Building Traceable SaMD Software Without Drowning in Paperwork

This article shows a practical way to build Class II Software as a Medical Device (SaMD) with IEC 62304, ISO 13485, and ISO 14971 compliance, while keeping engineers focused on shipping real product with minimal overhead. If you are early in the journey and still shaping your first release, we also help teams with medical software MVP development so they can validate concepts without painting themselves into a regulatory corner.

At SiteRocket Labs, we build software that needs to clear the bar for Class II SaMD under FDA and Health Canada, so we can’t treat traceability as a nice‑to‑have. At the same time, we run lean teams, and we actually like shipping features. 

For these reasons, we’ve tuned our project management methodology and software development life cycle (SDLC) to make traceability a side‑effect of how we plan and build, instead of a parallel paperwork project. 

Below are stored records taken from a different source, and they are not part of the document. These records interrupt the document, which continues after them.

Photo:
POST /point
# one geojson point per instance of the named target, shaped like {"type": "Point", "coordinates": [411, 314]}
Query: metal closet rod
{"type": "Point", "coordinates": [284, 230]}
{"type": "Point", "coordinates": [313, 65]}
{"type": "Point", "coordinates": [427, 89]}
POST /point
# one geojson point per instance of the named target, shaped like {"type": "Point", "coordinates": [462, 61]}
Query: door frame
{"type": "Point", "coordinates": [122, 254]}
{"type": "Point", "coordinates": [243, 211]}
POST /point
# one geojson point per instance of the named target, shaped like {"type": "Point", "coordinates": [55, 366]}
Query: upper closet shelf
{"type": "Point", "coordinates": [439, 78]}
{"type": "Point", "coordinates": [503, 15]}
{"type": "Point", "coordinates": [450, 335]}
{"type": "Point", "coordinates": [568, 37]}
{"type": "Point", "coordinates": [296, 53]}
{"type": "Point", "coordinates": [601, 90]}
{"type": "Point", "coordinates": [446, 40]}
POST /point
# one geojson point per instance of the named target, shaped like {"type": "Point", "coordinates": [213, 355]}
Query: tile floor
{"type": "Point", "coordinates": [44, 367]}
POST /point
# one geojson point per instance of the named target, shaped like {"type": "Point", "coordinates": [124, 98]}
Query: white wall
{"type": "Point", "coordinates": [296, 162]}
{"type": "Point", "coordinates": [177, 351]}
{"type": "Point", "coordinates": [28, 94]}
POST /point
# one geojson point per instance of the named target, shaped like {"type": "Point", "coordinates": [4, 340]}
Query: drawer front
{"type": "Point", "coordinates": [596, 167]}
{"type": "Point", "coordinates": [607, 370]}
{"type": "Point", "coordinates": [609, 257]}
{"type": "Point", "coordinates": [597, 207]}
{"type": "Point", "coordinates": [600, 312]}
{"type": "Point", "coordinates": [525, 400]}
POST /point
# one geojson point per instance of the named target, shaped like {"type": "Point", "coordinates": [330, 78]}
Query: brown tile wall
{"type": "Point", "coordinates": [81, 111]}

This balance is especially critical in the early stages of a product; learn more about our approach to medical software MVP development.

A Practical Traceability Framework for Class II SaMD

When developing Class II SaMD applications, we follow three key principles:

1. Use existing tools: We use the same core tools to manage our SaMD projects that we use for our non-SaMD work.
2. Integrate compliance: Regulatory compliance and traceability are built into our daily development work.
3. Utilize checklists: We employ predefined checklists to help ensure that no requirements are overlooked.

This approach allows our engineering teams to remain lean and focus on shipping a quality product, while simultaneously building the versioned, complete Design History File artifacts that regulators expect.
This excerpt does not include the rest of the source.